Assembly bill 897 to increase part-time professor hours

Abhiram Rishi Prattipati, Staff Reporter

De Anza College’s Academic Senate debated a resolution to increase the maximum amount of hours a part-time professor can teach from 60-67% of a full-time professor’s hours to 80-85% at the March 11 meeting.

The resolution in support of Assembly Bill 897 received six votes in favor, six votes in opposition and nine abstention votes.

The bill was first introduced by assembly member Jose Medina on Feb. 20 and would take effect in January 2020.

Academic Senate President Karen Chow said that part-time professors support this bill because it “enables part-time faculty to teach larger loads at a single college, which can be logistically and financially better.”  

Some faculty oppose it as it “might disincentivize departments and colleges to hire full-time faculty,” Chow said.  

Mylinh Pham, part-time history instructor, said “there is a notion that if I can’t get a full-time job, then I might as well maximize out.”

Foothill-De Anza Faculty Association President Tim Shively said the state encourages colleges to increase full-time faculty.

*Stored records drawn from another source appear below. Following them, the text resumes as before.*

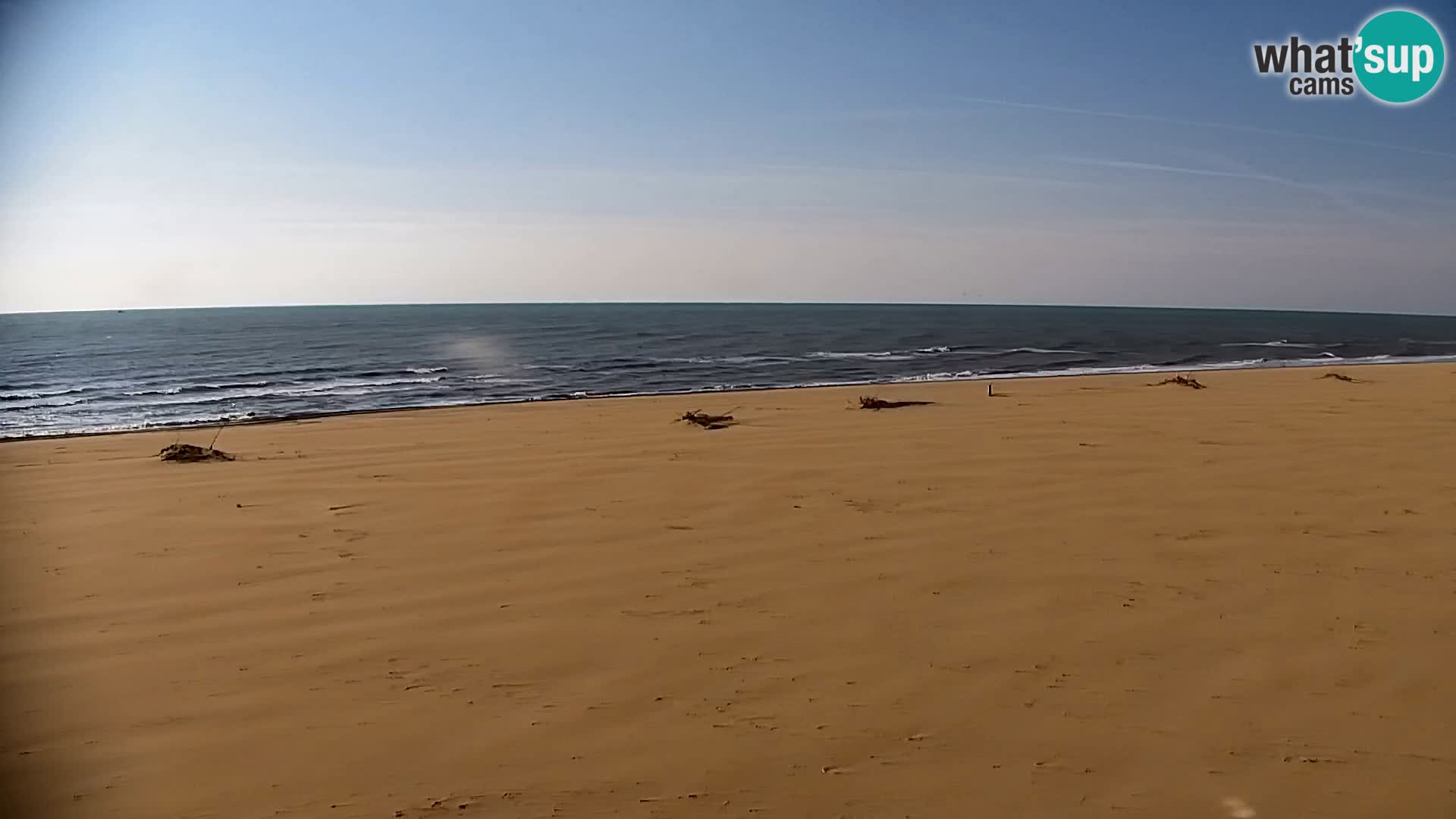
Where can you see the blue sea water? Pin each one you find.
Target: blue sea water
(137, 369)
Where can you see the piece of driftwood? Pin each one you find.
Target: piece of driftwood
(193, 453)
(1183, 381)
(871, 403)
(707, 422)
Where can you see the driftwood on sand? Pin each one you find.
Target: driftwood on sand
(1183, 381)
(193, 453)
(871, 403)
(707, 422)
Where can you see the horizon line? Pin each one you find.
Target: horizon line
(747, 303)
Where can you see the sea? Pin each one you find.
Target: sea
(91, 372)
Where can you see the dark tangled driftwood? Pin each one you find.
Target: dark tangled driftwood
(1183, 381)
(191, 453)
(707, 422)
(871, 403)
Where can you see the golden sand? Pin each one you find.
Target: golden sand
(1082, 598)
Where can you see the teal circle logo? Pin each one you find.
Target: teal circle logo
(1400, 57)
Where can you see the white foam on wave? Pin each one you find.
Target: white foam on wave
(1280, 343)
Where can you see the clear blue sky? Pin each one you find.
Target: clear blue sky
(175, 153)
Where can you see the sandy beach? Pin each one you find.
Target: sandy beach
(1085, 596)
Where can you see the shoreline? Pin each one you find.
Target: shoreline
(1075, 598)
(1110, 372)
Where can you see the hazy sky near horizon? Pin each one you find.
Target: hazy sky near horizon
(177, 153)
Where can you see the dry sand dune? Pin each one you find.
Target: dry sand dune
(1082, 598)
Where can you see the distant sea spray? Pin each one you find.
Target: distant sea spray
(142, 369)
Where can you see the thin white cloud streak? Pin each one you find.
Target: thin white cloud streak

“From time to time and just this past year, the state has given colleges the money to hire full-time instructors and there is more money in line for next year on that purpose,” Shively said.

Pham said she was initially excited on the changes of AB897 but feels the changes are short-term and conflict with De Anza’s situation.

Pham said classes are distributed unevenly because full-time faculty and senior level part-time professors have more chances of getting sections which leaves new part-time professors at a disadvantage.

Shively said part-time instructors can receive a “reemployment preference” after teaching five quarters at De Anza. After this preference, professors have more chances in getting more sections.

Pham said she is concerned on how part-time faculty can earn more hours despite the recent budget cuts and enrollment declines.

“80% does not mean an increase in jobs; it is just an increase in the amount that one person can work,” said Pham. “So it’s not even a guarantee that anybody will get 80% given the limits on sections.”